On the Hiroshima atomic bomb monument, the following is written;
‘Sleep in peace. We shall not make the same mistake again’. ‘We’ means the whole of humanity including Japan who had started the war as well as the U.S. who dropped the atomic bomb.
It was Hiroshima Mayor Shinzo HAMAI in 1950 who decided this after attending an MRA conference at Caux to witness the reconciliation between the Germans and French and a visit to Arlington National Cemetery for unknown soldiers in the USA.
Hiroshima Mayor Kazumi MATSUI on August 6 this year quoted from Mahatma GANDHI of India, ‘Nonviolence is the greatest force at the disposal of mankind. It is mightier than the mightiest weapon of destruction devised by the ingenuity of a man’. The Mayor said “To end the current war, the leaders of nations should act by Gandhi's assertion and the Programme of Action on a Culture of Peace which the United Nations General Assembly has adopted. ” (photo 7)

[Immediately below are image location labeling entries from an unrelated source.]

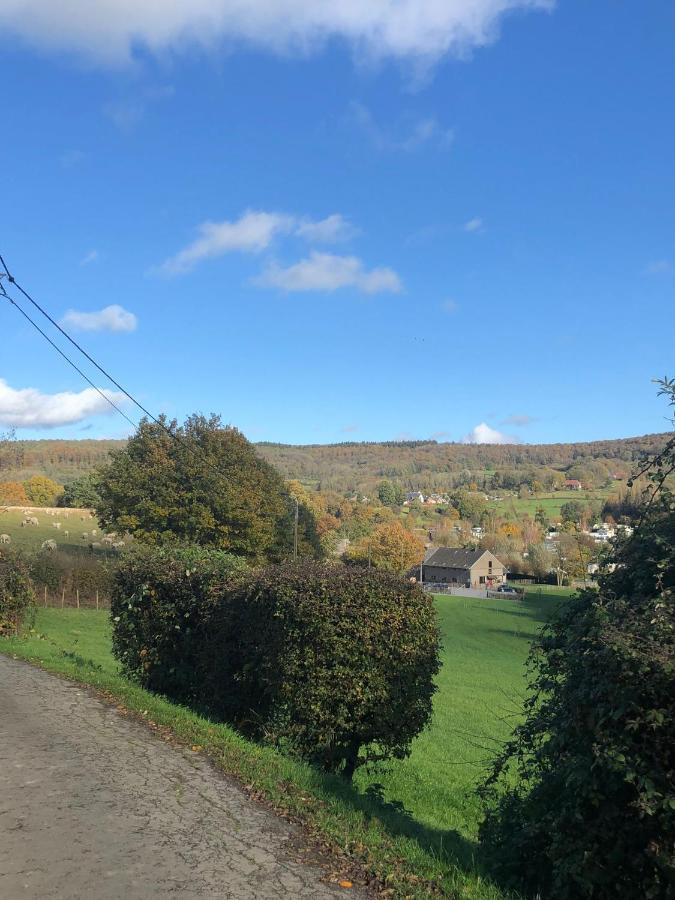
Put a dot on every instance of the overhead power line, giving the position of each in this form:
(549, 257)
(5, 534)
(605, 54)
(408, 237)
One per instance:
(75, 344)
(98, 390)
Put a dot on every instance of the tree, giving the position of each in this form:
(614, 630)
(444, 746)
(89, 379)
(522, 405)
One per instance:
(390, 547)
(202, 484)
(390, 493)
(81, 493)
(572, 512)
(42, 491)
(12, 493)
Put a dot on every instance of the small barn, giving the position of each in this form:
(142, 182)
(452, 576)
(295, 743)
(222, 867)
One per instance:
(464, 568)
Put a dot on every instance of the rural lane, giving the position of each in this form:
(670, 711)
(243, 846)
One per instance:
(93, 805)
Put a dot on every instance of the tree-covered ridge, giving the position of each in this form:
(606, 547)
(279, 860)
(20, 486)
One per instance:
(417, 465)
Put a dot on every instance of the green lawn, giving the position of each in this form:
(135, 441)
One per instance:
(416, 817)
(551, 503)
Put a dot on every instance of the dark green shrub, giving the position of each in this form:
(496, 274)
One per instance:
(17, 601)
(334, 664)
(581, 803)
(162, 599)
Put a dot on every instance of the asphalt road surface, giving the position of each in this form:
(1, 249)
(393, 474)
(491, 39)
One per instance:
(94, 805)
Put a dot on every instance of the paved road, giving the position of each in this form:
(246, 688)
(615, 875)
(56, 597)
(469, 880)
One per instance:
(93, 805)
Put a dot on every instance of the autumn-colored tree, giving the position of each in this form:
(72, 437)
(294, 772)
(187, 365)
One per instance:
(12, 493)
(390, 547)
(42, 491)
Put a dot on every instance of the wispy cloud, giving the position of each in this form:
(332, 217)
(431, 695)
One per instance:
(331, 230)
(483, 434)
(422, 31)
(520, 421)
(89, 258)
(126, 112)
(659, 267)
(327, 272)
(473, 225)
(30, 408)
(111, 318)
(253, 232)
(406, 137)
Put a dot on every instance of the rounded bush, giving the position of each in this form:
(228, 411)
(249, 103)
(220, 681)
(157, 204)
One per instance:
(333, 664)
(162, 600)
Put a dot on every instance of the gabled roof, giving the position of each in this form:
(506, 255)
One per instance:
(454, 558)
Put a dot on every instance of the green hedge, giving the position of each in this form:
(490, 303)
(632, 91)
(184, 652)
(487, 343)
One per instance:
(332, 664)
(17, 600)
(161, 602)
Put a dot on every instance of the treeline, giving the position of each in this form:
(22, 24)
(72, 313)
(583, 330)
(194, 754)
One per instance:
(359, 467)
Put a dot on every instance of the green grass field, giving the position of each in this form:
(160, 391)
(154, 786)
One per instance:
(551, 503)
(31, 537)
(417, 817)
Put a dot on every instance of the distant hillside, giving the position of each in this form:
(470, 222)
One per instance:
(423, 465)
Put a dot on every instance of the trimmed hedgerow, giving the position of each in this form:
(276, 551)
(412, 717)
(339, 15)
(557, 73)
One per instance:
(333, 664)
(17, 600)
(162, 599)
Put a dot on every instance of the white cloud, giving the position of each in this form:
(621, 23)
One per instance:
(473, 225)
(408, 136)
(109, 31)
(111, 318)
(327, 272)
(89, 258)
(253, 232)
(330, 230)
(483, 434)
(30, 408)
(520, 421)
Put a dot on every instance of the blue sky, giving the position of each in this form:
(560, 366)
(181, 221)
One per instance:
(358, 222)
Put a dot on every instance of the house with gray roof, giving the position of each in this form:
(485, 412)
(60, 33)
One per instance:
(464, 568)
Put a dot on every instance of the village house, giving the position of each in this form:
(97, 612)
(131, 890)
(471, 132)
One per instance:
(465, 568)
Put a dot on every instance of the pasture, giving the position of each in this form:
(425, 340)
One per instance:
(550, 502)
(426, 804)
(74, 521)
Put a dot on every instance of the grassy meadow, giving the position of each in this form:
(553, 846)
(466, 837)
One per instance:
(414, 819)
(75, 521)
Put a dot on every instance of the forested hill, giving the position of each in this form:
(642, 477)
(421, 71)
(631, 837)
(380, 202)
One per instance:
(416, 465)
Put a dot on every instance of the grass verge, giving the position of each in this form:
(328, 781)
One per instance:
(410, 827)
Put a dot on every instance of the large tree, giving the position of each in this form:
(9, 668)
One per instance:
(201, 483)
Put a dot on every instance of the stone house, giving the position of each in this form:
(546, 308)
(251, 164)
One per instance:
(465, 568)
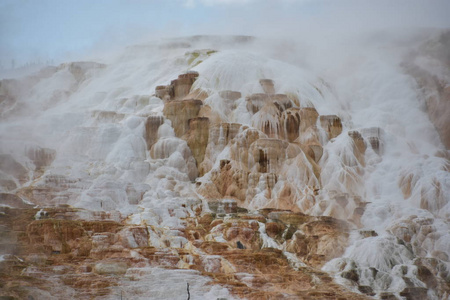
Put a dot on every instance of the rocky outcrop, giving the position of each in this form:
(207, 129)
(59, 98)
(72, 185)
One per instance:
(240, 251)
(179, 112)
(197, 138)
(151, 129)
(332, 125)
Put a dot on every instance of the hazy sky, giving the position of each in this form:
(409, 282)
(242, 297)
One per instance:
(55, 29)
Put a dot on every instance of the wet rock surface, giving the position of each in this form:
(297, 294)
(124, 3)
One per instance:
(96, 258)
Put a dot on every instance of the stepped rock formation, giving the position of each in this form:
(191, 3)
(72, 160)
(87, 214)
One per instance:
(241, 178)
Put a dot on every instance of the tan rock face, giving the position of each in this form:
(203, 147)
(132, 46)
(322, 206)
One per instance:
(267, 85)
(332, 125)
(92, 257)
(268, 155)
(180, 112)
(182, 85)
(197, 138)
(151, 129)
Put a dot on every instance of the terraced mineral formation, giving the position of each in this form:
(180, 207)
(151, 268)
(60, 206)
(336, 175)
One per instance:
(240, 178)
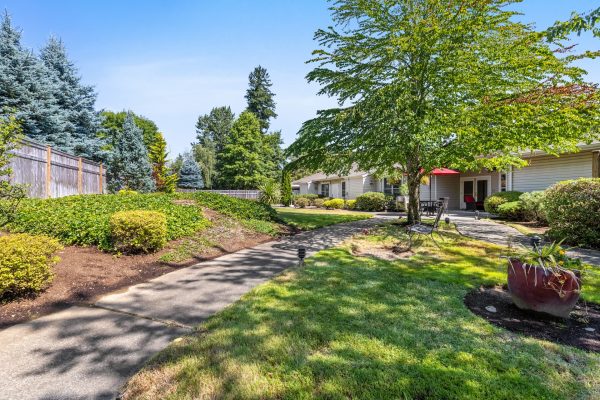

I am sure that this Forum can create a Culture of Peace as was described by Hiroshima students. In this culture, you can formulate ideas on artificial intelligence (AI) and other advanced technologies in a digital age, coping with the ageing society with a declining birth rate and creating an environmentally-friendly society.
On the Occasion of the Memorial Ceremony on August 15, the Emperor of Japan spoke as follows:
“Looking back on the long period of post-war peace, reflecting on or regretting our past and bearing in mind the feelings of deep remorse, I earnestly hope that the ravages of war will never again be repeated.”
On the same day at the Liberation Day Event, President Yoon Suk Yeol spoke as follows:
“Korea and Japan are now partners who share universal values and pursue common interests. Korea and Japan will be able to jointly contribute to peace and prosperity across the globe while collaborating and exchanging in a future-oriented manner.”
I strongly believe that Japan, Korea and China can collaborate and exchange in a future-oriented manner.
You, Young people, are free from past shackles and can act as agents of change.
I wish you great success in the Forum and a great future ahead of you all.